Sebanyak tiga kelenteng berdiri megah di kecamatan ini. Ketiganya yaitu Kelenteng Cu An Kiong di Jalan Dasun, Kelenteng Gie Yong Bio di Jalan Babagan dan Kelenteng Karangturi Po An Bio.
Menariknya, masyarakat Tionghoa dapat hidup beriringan dengan keturunan Jawa, bahkan kalangan santri. Terbukti, di Lasem juga terdapat puluhan pondok pesantren yang tua. Beberapa di antaranya bahkan bangunannya berarsitektur China. Seperti Ponpes Al Hidayat Asy Syakiriyyah di Soditan dan Ponpes Kauman di Jalan Karangturi.

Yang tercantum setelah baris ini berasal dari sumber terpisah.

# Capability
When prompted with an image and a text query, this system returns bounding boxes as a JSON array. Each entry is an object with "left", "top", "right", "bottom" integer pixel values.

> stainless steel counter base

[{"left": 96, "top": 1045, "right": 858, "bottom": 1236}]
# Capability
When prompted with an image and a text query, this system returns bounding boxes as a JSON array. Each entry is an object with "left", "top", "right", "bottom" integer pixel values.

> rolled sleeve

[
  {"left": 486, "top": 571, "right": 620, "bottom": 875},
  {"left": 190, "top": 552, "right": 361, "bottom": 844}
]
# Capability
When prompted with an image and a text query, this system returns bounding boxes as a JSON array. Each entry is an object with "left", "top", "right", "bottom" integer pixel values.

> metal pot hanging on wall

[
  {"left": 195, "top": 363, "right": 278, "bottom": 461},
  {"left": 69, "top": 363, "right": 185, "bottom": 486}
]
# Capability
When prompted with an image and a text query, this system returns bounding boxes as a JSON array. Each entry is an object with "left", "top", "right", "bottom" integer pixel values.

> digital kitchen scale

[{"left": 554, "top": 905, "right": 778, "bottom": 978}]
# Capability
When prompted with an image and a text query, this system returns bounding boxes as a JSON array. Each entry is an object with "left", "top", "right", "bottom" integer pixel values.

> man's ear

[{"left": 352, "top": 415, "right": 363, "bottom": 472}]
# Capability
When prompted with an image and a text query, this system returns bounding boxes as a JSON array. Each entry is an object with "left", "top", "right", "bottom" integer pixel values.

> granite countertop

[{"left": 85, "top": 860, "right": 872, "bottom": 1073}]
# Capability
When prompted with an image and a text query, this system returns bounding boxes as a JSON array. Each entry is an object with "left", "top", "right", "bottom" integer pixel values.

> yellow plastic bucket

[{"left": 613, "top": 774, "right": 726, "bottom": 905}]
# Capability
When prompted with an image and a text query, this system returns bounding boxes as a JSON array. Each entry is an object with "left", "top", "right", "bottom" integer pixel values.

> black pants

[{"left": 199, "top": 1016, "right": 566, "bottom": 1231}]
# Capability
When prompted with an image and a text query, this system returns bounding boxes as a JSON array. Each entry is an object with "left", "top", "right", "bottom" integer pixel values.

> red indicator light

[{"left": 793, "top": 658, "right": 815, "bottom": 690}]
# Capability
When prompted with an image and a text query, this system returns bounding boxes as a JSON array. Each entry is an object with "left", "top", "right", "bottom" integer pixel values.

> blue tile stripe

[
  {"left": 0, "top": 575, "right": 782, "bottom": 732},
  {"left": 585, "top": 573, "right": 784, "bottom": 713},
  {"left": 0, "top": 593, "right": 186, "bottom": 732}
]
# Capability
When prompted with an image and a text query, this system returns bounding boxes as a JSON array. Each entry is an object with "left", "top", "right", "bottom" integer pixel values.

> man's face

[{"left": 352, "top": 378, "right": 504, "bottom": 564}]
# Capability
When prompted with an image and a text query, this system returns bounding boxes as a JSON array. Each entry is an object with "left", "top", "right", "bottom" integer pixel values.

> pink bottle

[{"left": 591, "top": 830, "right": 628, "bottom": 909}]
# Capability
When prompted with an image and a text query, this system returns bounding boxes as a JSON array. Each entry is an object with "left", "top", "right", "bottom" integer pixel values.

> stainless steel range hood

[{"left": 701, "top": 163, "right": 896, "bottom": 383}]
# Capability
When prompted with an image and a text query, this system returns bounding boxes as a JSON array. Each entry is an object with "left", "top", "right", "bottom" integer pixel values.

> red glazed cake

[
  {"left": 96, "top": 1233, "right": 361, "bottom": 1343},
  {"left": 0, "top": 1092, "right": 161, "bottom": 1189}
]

“Kalau toleransi di Lasem itu jempol,” ujar salah seorang keturunan Tionghoa, Oenardi alias Oen Liang saat ditemui di rumahnya Jalan Karangturi, Kecamatan Lasem. Sejak lahir, kata pria berusia 60 tahun ini, tidak ada konflik antar suku, agama dan ras di Lasem. Mereka hidup berdampingan dan saling menghargai.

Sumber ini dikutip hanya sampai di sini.